【日日是好日】「駄目出し」に導かれて… 羅漢寺住職 太田英華

西日本新聞

 「無量寺便り」が届きました。無量寺様は、長野県塩尻市にある修行道場の堂長老師青山先生の御自房です。

 僧侶になってから正月三が日は師匠、参学師、得度をしてくださった授業師のために、お餅をお供えし一年の無病息災を祈願します。そのお餅を「壽餅(じゅびょう)」といい、1月4日にその一片をそれぞれの師にお送りします。「無量寺便り」は季刊で、ご住職の大仙さんと副住職の浄光さんが、「壽餅」のお礼の手紙に同封してくださいました。

 修行道場時代、私はお休みを頂くと無量寺様にお手伝いに伺いました。青山先生の御自房の生活を体験させていただくことは、いずれ羅漢寺に帰ったときに必要となると思っておりました。

 初めて伺った夏、大仙さんに畑の雑草取りを命じられました。「最近、手を入れてないから草だらけだけど、間違っても野菜を抜かないように。抜いたら承知しないよ」とくぎを刺されておりました。畑仕事をしたことがない私でしたが、一応野菜は分かるから何とかなるかと、緊張しながらも作業を終わらせました。

 大仙さんに畑を見ていただくと、「あっ! あんた、やったね。せっかく植えた枝豆取っちゃったね。はあ…。しょうがないね。罰! 食べなさい」。無残にも抜かれてしまったまだ実にもなっていない枝豆は、私だけの一品としてその日の昼食に上がりました。

 食卓をご一緒された青山先生が「なぜあなただけ違うものを食べているのですか」と不思議そうにお尋ねになられました。返答に困っていると、大仙さんが「罰です」と一言。せっかくの特別メニューの枝豆の味は…味わう余裕もありませんでした。

 それから幾度も四季折々の無量寺様の生活を体験させていただき、その都度鋭く率直に接してくださった大仙さんと浄光さんを参学の師と仰いでおります。

 踊りや演劇舞台の通し稽古では、観客席からプロのアドバイスを頂きます。「駄目出し」というやつですが、観客目線で仕上がり具合をチェックするのは大切なことです。人生においても「駄目出し」をしてくださる師匠は生涯必要であり、それによって自分を客観視できます。
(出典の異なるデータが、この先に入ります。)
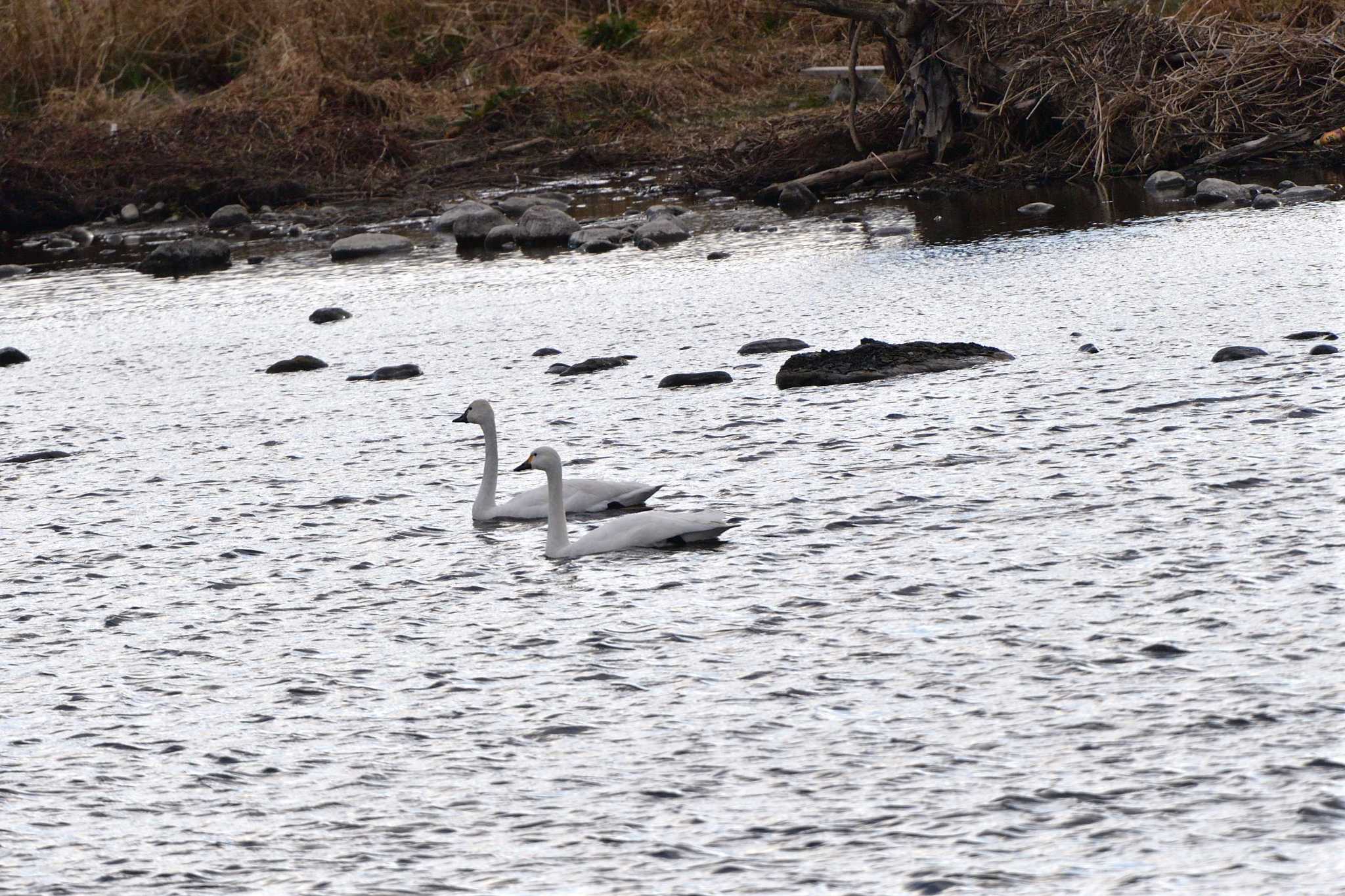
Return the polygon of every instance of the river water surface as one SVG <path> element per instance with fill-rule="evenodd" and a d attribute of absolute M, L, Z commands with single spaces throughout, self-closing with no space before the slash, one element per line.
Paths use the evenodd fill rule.
<path fill-rule="evenodd" d="M 1345 203 L 698 208 L 648 253 L 0 282 L 0 455 L 73 453 L 0 466 L 0 893 L 1340 892 L 1345 355 L 1282 337 L 1345 329 Z M 1017 360 L 781 392 L 772 336 Z M 504 469 L 741 525 L 473 525 L 476 398 Z"/>

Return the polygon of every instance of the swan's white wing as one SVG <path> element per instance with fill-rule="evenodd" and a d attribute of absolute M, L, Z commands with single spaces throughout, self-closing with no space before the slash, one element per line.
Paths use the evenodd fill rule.
<path fill-rule="evenodd" d="M 565 480 L 565 512 L 597 513 L 644 504 L 662 485 L 617 480 Z M 615 505 L 615 506 L 613 506 Z M 546 519 L 546 486 L 519 492 L 504 504 L 495 505 L 496 517 L 514 520 Z"/>
<path fill-rule="evenodd" d="M 625 548 L 656 548 L 687 541 L 707 541 L 717 539 L 733 525 L 718 513 L 707 510 L 691 513 L 646 510 L 604 523 L 570 544 L 565 556 L 574 557 L 585 553 L 624 551 Z"/>

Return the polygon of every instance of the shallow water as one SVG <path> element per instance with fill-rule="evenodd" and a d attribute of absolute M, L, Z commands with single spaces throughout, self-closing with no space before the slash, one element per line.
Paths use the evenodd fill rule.
<path fill-rule="evenodd" d="M 1280 337 L 1345 328 L 1345 203 L 1073 189 L 0 283 L 0 455 L 75 454 L 0 466 L 0 893 L 1338 892 L 1345 360 Z M 780 392 L 769 336 L 1017 360 Z M 741 527 L 472 525 L 473 398 Z"/>

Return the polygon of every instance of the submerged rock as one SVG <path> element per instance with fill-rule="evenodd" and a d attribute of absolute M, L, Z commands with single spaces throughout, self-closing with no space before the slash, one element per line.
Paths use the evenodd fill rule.
<path fill-rule="evenodd" d="M 210 216 L 210 230 L 230 230 L 233 227 L 241 227 L 242 224 L 252 223 L 252 215 L 242 206 L 225 206 L 223 208 L 217 208 L 215 214 Z"/>
<path fill-rule="evenodd" d="M 1215 357 L 1209 360 L 1216 364 L 1220 361 L 1241 361 L 1248 357 L 1260 357 L 1266 353 L 1264 348 L 1256 348 L 1255 345 L 1228 345 L 1215 352 Z"/>
<path fill-rule="evenodd" d="M 331 247 L 334 262 L 409 251 L 412 251 L 412 240 L 397 234 L 355 234 L 346 239 L 338 239 Z"/>
<path fill-rule="evenodd" d="M 15 454 L 0 461 L 0 463 L 31 463 L 32 461 L 59 461 L 70 457 L 70 451 L 30 451 L 28 454 Z"/>
<path fill-rule="evenodd" d="M 558 371 L 561 376 L 578 376 L 580 373 L 596 373 L 597 371 L 609 371 L 613 367 L 625 367 L 629 364 L 629 356 L 619 355 L 616 357 L 590 357 L 588 360 L 580 361 L 578 364 L 570 364 L 564 371 Z"/>
<path fill-rule="evenodd" d="M 479 210 L 464 211 L 453 219 L 453 239 L 459 246 L 480 246 L 492 230 L 508 223 L 503 212 L 482 206 Z"/>
<path fill-rule="evenodd" d="M 771 352 L 798 352 L 811 348 L 802 339 L 759 339 L 738 349 L 738 355 L 769 355 Z"/>
<path fill-rule="evenodd" d="M 456 222 L 463 215 L 471 212 L 488 211 L 490 206 L 482 204 L 475 199 L 465 199 L 456 206 L 452 206 L 443 215 L 434 219 L 434 230 L 437 231 L 451 231 L 453 230 L 453 222 Z"/>
<path fill-rule="evenodd" d="M 569 240 L 580 223 L 560 208 L 533 206 L 518 219 L 519 246 L 545 246 Z"/>
<path fill-rule="evenodd" d="M 355 373 L 354 376 L 347 376 L 346 380 L 409 380 L 413 376 L 420 376 L 421 369 L 416 364 L 393 364 L 390 367 L 379 367 L 373 373 Z"/>
<path fill-rule="evenodd" d="M 486 234 L 486 249 L 504 251 L 518 244 L 518 224 L 499 224 Z"/>
<path fill-rule="evenodd" d="M 308 316 L 308 320 L 313 324 L 335 324 L 336 321 L 350 320 L 350 312 L 344 308 L 319 308 Z"/>
<path fill-rule="evenodd" d="M 935 373 L 1011 361 L 1013 355 L 976 343 L 882 343 L 865 339 L 839 352 L 804 352 L 787 359 L 776 373 L 779 388 L 866 383 L 907 373 Z"/>
<path fill-rule="evenodd" d="M 320 371 L 327 367 L 327 361 L 312 355 L 295 355 L 282 361 L 276 361 L 266 368 L 268 373 L 300 373 L 303 371 Z"/>
<path fill-rule="evenodd" d="M 129 236 L 126 244 L 132 244 Z M 140 262 L 140 270 L 147 274 L 188 274 L 191 271 L 219 270 L 229 267 L 229 243 L 204 236 L 156 246 L 155 251 Z"/>
<path fill-rule="evenodd" d="M 784 189 L 780 191 L 780 210 L 792 215 L 806 212 L 816 204 L 816 193 L 798 181 L 785 184 Z"/>
<path fill-rule="evenodd" d="M 690 235 L 691 234 L 679 220 L 668 216 L 655 218 L 654 220 L 646 222 L 635 228 L 635 242 L 638 246 L 643 240 L 650 240 L 655 244 L 677 243 Z M 640 249 L 644 249 L 644 246 L 640 246 Z"/>
<path fill-rule="evenodd" d="M 1215 203 L 1244 203 L 1251 199 L 1251 192 L 1241 184 L 1219 177 L 1206 177 L 1196 184 L 1196 204 L 1213 206 Z"/>
<path fill-rule="evenodd" d="M 716 383 L 732 383 L 733 377 L 725 371 L 707 371 L 705 373 L 668 373 L 659 380 L 659 388 L 677 388 L 679 386 L 713 386 Z"/>
<path fill-rule="evenodd" d="M 1176 171 L 1155 171 L 1145 181 L 1145 189 L 1151 193 L 1186 189 L 1186 177 Z"/>
<path fill-rule="evenodd" d="M 1279 191 L 1279 197 L 1286 203 L 1307 203 L 1315 199 L 1336 199 L 1336 191 L 1323 184 L 1317 187 L 1290 187 Z"/>

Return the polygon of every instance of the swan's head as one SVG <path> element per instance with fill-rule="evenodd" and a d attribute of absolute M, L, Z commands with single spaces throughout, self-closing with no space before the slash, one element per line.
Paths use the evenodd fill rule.
<path fill-rule="evenodd" d="M 527 455 L 527 459 L 514 467 L 515 473 L 522 473 L 523 470 L 560 470 L 561 469 L 561 455 L 555 453 L 555 449 L 533 449 L 533 453 Z"/>
<path fill-rule="evenodd" d="M 467 406 L 460 416 L 453 418 L 455 423 L 476 423 L 477 426 L 486 426 L 487 422 L 495 422 L 495 408 L 484 398 L 479 398 Z"/>

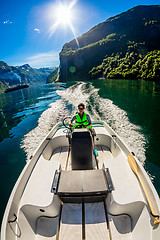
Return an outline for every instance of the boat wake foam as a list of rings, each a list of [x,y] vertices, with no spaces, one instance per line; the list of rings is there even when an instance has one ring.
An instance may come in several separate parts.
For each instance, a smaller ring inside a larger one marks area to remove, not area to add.
[[[73,116],[77,105],[83,102],[86,105],[92,120],[102,120],[128,145],[137,158],[145,162],[145,137],[140,133],[140,127],[132,124],[127,113],[114,105],[109,99],[101,98],[98,90],[91,83],[77,83],[65,90],[57,90],[61,99],[49,105],[38,120],[38,126],[24,136],[22,147],[27,153],[27,159],[33,154],[40,142],[51,128],[66,116]]]

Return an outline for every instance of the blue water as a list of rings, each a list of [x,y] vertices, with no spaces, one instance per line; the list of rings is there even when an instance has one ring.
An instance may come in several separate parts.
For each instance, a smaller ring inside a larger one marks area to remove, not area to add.
[[[79,102],[92,120],[106,121],[142,162],[160,194],[160,86],[95,80],[39,85],[0,95],[0,221],[26,161],[54,124]]]

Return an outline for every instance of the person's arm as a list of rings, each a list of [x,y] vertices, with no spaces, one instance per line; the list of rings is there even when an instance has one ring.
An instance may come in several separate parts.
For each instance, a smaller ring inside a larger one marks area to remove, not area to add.
[[[88,126],[92,125],[91,118],[90,118],[90,116],[88,114],[87,114],[87,120],[88,120],[88,124],[85,125],[85,127],[88,127]]]

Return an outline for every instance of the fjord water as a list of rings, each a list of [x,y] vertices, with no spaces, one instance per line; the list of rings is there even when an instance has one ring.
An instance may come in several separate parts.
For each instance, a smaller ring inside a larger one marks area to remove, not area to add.
[[[144,165],[160,195],[160,86],[136,80],[53,83],[0,95],[0,220],[26,161],[49,130],[83,102]]]

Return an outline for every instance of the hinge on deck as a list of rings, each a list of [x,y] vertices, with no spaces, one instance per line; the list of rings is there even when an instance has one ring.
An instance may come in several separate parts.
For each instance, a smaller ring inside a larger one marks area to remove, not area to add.
[[[112,182],[112,179],[111,179],[109,168],[105,168],[104,171],[105,171],[105,175],[106,175],[106,178],[107,178],[108,190],[109,190],[109,192],[112,192],[115,188],[113,186],[113,182]]]

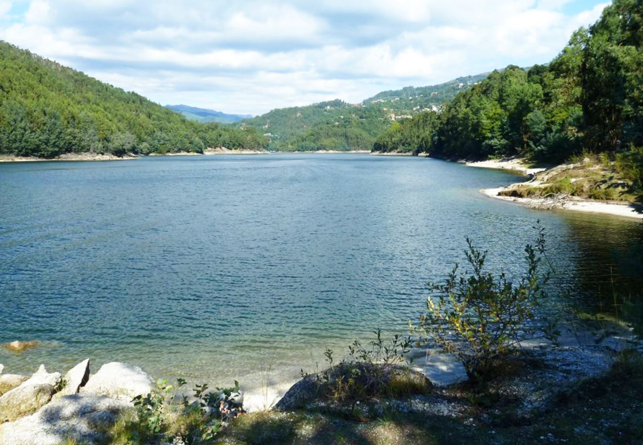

叱られたり注意されたりしたときは、落ち込んでへこんでしまいますが、冷静に振り返れば、足りない自分故なのです。

 仏法を正しく指導される師匠を正師といい、修行では正師を得ることが最も肝心だとされます。正師は、「駄目出し」でしかるべきこと、生き方を学ばせてくださり、授かる言葉は温かくありがたい。

 「無量寺便り」と一緒に、合掌童子で有名な画家佐久間顕一先生直筆の「今を生きる」と書かれた色紙を頂きました。大仙さんは手紙にこう書いてくださいました。「97歳の佐久間先生の『今を生きる』には重みを感じます。あなたもゆっくり長~く行きましょう」。参学の師のお言葉にはっとしてたまにはのんびりしてみようと深呼吸をしてみました。

【略歴】1967年、羅漢寺27世住職の娘として生まれる。高校卒業後、大学進学のため上京。20代半ばから40歳で出家するまでフラメンコダンサーとして活動。出家後、愛知県の尼僧専門修行道場で約5年間、僧堂修行し、2013年3月に帰山。現在、羅漢寺28世住職として寺を守る。